One of his lesser-known plans involved sequencing people's genomes.

 

The goal was to create a search engine capable of pinpointing genetic links to diseases like cancer, according to a 2012 transcript obtained by Business Insider through a public-records request. The transcript contains Epstein's testimony before the Virgin Islands Economic Development Authority, as part of an application he filed on the behalf of one of his companies, Southern Trust, for tax breaks.

 

"What Southern Trust will do will be basically organizing mathematical algorithms so that if I want to know what my predisposition is for cancer we can now have my genes specifically sequenced," Epstein said…

 

https://www.businessinsider.com/jeffrey-epstein-dna-genetics-research-drug-companies-2019-8

Anonymous ID: 404286 Nov. 27, 2022, 9:27 p.m.

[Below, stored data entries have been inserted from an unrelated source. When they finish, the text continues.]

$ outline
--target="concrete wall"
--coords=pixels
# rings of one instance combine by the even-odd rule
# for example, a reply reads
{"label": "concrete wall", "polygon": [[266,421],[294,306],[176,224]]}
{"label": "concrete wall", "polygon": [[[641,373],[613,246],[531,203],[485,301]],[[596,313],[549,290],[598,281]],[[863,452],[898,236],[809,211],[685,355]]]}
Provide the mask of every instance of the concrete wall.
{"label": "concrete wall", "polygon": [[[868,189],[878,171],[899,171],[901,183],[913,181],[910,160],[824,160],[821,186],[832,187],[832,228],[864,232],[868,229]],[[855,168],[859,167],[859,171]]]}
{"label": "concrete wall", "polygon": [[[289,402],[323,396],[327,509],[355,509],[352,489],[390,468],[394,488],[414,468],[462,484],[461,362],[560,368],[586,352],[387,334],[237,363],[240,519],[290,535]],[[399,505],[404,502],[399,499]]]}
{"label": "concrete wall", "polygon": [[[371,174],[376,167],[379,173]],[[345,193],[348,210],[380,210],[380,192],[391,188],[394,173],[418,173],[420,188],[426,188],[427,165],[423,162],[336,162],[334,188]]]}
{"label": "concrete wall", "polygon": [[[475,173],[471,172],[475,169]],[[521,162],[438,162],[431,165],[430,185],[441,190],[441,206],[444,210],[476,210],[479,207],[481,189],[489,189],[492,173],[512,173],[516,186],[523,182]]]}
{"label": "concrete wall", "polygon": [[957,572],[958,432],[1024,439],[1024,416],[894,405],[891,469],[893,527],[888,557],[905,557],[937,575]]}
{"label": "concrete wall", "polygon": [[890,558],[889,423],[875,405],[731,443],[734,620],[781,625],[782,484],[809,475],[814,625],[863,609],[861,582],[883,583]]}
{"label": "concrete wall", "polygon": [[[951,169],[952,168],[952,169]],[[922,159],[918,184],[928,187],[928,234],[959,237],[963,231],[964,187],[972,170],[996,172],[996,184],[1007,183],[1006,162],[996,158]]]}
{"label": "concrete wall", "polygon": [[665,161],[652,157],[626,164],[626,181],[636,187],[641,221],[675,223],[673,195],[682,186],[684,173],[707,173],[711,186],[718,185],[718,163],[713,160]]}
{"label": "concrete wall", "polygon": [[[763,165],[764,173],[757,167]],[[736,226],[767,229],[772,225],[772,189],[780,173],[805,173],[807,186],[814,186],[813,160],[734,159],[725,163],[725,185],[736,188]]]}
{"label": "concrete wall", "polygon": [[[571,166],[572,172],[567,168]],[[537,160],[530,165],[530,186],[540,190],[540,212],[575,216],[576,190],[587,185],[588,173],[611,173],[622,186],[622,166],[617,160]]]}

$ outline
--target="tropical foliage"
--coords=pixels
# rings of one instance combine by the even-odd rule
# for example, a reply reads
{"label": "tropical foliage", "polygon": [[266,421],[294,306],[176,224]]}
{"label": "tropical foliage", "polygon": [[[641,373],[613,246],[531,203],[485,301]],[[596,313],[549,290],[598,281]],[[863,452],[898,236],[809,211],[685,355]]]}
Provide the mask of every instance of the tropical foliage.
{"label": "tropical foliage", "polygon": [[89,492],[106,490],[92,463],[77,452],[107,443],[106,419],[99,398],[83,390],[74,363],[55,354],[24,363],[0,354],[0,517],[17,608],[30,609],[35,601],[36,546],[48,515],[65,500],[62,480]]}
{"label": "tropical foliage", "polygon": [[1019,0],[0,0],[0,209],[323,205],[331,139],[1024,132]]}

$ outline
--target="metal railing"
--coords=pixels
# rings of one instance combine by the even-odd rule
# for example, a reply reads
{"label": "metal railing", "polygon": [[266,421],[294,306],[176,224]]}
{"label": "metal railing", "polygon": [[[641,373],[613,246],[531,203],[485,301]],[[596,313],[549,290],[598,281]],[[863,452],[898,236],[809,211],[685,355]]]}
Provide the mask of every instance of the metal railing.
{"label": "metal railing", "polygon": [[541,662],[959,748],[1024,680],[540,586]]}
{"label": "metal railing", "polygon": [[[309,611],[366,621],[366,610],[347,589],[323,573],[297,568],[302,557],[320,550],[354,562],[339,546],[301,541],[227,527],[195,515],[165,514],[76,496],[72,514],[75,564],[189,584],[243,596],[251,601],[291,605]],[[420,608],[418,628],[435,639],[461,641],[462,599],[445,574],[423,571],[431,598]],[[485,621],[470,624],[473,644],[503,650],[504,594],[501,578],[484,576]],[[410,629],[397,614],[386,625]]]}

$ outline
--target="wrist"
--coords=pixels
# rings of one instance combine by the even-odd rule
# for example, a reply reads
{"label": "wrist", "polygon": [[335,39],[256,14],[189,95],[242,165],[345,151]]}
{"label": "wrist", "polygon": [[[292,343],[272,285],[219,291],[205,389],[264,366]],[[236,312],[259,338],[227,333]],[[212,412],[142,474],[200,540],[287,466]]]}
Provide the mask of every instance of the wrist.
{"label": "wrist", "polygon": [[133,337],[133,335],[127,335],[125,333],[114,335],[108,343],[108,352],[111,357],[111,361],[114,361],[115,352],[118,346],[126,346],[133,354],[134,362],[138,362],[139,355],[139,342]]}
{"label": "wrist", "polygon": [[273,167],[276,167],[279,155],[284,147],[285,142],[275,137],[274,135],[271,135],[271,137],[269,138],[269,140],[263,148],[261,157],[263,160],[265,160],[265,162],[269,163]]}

No.17832322   🗄️.is 🔗kun

4966

Nov 27, 2022 8:06:20 PM EST

Q !!Hs1Jq13jV6

What is coded in your DNA?

Who put it there?

Why?

Mankind is repressed.

We will be repressed no more.

Information is knowledge.

Knowledge is power.

Information is power.

 

https://medlineplus.gov/genetics/understanding/testing/genepatents/

 

Can genes be patented?

 

A gene patent is the exclusive rights to a specific sequence of DNA (a gene) given by a government to the individual, organization, or corporation who claims to have first identified the gene. Once granted a gene patent, the holder of the patent dictates how the gene can be used, in both commercial settings, such as clinical genetic testing, and in noncommercial settings, including research, for 20 years from the date of the patent. Gene patents have often resulted in companies having sole ownership of genetic testing for patented genes.

 

On June 13, 2013, in the case of the Association for Molecular Pathology v. Myriad Genetics, Inc., the Supreme Court of the United States ruled that human genes cannot be patented in the U.S. because DNA is a "product of nature." The Court decided that because nothing new is created when discovering a gene, there is no intellectual property to protect, so patents cannot be granted. Prior to this ruling, more than 4,300 human genes were patented. The Supreme Court's decision invalidated those gene patents, making the genes accessible for research and for commercial genetic testing.

 

The Supreme Court's ruling did allow that DNA manipulated in a lab is eligible to be patented because DNA sequences altered by humans are not found in nature. The Court specifically mentioned the ability to patent a type of DNA known as complementary DNA (cDNA). This synthetic DNA is produced from the molecule that serves as the instructions for making proteins (called messenger RNA).